Куста вышел, походил несколько минут по дому и снова вернулся в пекарню.
— Там, слыхать, у дочки Ээвы дело плохо. То-то Вооренмаа и был в сердцах, — сказала Хильма.
— Да, по милости Ийвари Плихтари, — сказала Ловийса, неуместно резко громыхнув посудой.
Семейная жизнь Хильмы и Кусты развивалась своим чередом. Этим вечером в их разговоре, когда они наконец удалились в горницу для гостей, были серьезные повороты и долгие паузы.
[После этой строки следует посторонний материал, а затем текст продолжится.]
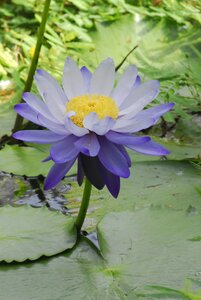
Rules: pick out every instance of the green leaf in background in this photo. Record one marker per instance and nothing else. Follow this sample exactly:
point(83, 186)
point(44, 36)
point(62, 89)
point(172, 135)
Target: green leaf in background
point(23, 161)
point(29, 233)
point(26, 160)
point(150, 246)
point(172, 184)
point(155, 48)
Семейство Плихтари — родные Хильмы — все назойливее день ото дня напоминало о своем существовании. Куста больше не чувствовал, что он наедине с Хильмой, даже в такие поздние, дорогие сердцу мгновения. Теперь в усадьбе было полно людей: торпари с дочерьми, Плихтари… и Хильма, дочь Плихтари, тут же. И в какой-то миг Куста ужаснулся: неужто он один среди всех них? И с каких пор? Может, с того вечера там, в каморке в Плихтари, когда Хильма ничего не могла сказать ему?.. Ведь вроде бы ничего другого не было, кроме тех двух вечерних мгновений: одного — на веранде людской, другого — там, по возвращении со свадьбы?
Было, было и другое. Уже в движениях этой женщины не стало застенчивости изящной и гибкой девушки из торпа, да и не требовалось. Ее располневшее тело заключало в себе нечто такое, чему нет дела до этих сложностей. Куста смотрел и смотрел на нее, словно только в этот миг заметил произошедшие с женой изменения; непривычно теплая нежность заполнила сейчас вдруг его кровь и душу. Исход всего старого из Салмелуса оставил после себя лишь пустоту, гнетущее действие которой нынешним вечером опять ощутилось столь сильно… Но эта зима сперва превратилась в весну, затем в лето — жизнь не остановится, ее лишь следует беречь. Был опять почти такой же миг, как тогда, весной, там, на веранде. Тихое всхлипывание Хильмы прекратилось, последняя реплика ее была уже забыта. Понуждаемый проснувшимся сильным желанием, Куста прильнул к жене и ласкал ее. Глаза Хильмы еще блестели от слез, когда она сказала, улыбаясь:
— Не надо так резко… чтобы не повредить сыночку.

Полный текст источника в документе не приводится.